JAVASCRIPT
Extract All Links (`href`) from HTML Anchor Tags
Discover how to efficiently extract all URL links from `<a>` tags within an HTML string using a simple yet powerful regular expression in JavaScript.
const htmlString = `<a href="https://example.com/page1" class="link">Link 1</a>
<p>Some text</p>
<a href='http://anothersite.org/path/to/resource' id="my-link">Link 2</a>
<a target="_blank" href="/local/page.html">Local Link</a>`;
const hrefPattern = /<a\s+(?:[^>]*?\s+)?href=(?:"(.*?)"|'(.*?)')/g;
const extractedLinks = [];
let match;
while ((match = hrefPattern.exec(htmlString)) !== null) {
// match[1] captures double-quoted href, match[2] captures single-quoted href
extractedLinks.push(match[1] || match[2]);
}
console.log(extractedLinks);
// Expected: [ 'https://example.com/page1', 'http://anothersite.org/path/to/resource', '/local/page.html' ]
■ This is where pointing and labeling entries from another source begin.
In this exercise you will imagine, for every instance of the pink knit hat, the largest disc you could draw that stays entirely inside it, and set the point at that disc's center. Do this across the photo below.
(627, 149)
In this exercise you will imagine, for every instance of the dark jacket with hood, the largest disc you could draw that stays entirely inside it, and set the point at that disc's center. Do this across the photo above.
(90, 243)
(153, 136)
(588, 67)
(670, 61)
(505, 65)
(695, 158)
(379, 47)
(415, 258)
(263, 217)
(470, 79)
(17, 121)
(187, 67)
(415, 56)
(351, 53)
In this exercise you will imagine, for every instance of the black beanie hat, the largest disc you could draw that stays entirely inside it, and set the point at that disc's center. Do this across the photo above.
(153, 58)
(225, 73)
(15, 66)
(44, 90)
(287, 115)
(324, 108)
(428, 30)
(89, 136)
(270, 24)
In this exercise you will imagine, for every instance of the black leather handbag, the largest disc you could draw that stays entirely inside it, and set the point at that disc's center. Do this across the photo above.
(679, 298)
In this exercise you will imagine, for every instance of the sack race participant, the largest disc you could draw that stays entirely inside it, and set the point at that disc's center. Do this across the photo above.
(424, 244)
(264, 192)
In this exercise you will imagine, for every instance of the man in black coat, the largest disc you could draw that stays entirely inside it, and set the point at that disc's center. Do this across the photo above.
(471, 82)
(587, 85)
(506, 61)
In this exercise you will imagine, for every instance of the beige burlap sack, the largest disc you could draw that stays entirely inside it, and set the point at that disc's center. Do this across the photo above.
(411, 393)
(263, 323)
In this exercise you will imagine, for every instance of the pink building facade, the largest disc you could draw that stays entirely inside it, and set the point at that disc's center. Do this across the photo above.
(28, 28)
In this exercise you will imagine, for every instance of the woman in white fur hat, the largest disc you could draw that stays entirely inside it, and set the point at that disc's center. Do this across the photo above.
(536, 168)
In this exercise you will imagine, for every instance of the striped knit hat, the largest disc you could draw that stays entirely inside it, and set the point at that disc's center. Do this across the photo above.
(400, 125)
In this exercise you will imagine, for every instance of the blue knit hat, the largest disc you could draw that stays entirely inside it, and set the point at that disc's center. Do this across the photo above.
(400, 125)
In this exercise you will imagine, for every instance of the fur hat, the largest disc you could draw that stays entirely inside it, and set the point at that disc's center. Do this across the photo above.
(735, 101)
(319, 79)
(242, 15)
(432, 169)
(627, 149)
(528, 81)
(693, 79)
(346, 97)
How it works: This regex pattern identifies and extracts the `href` attribute values from `<a>` tags in an HTML string. It uses a non-greedy match to capture the URL within either single or double quotes, ensuring proper extraction even when other attributes are present. The `g` flag allows it to find all occurrences in the string, making it useful for scraping links from HTML content.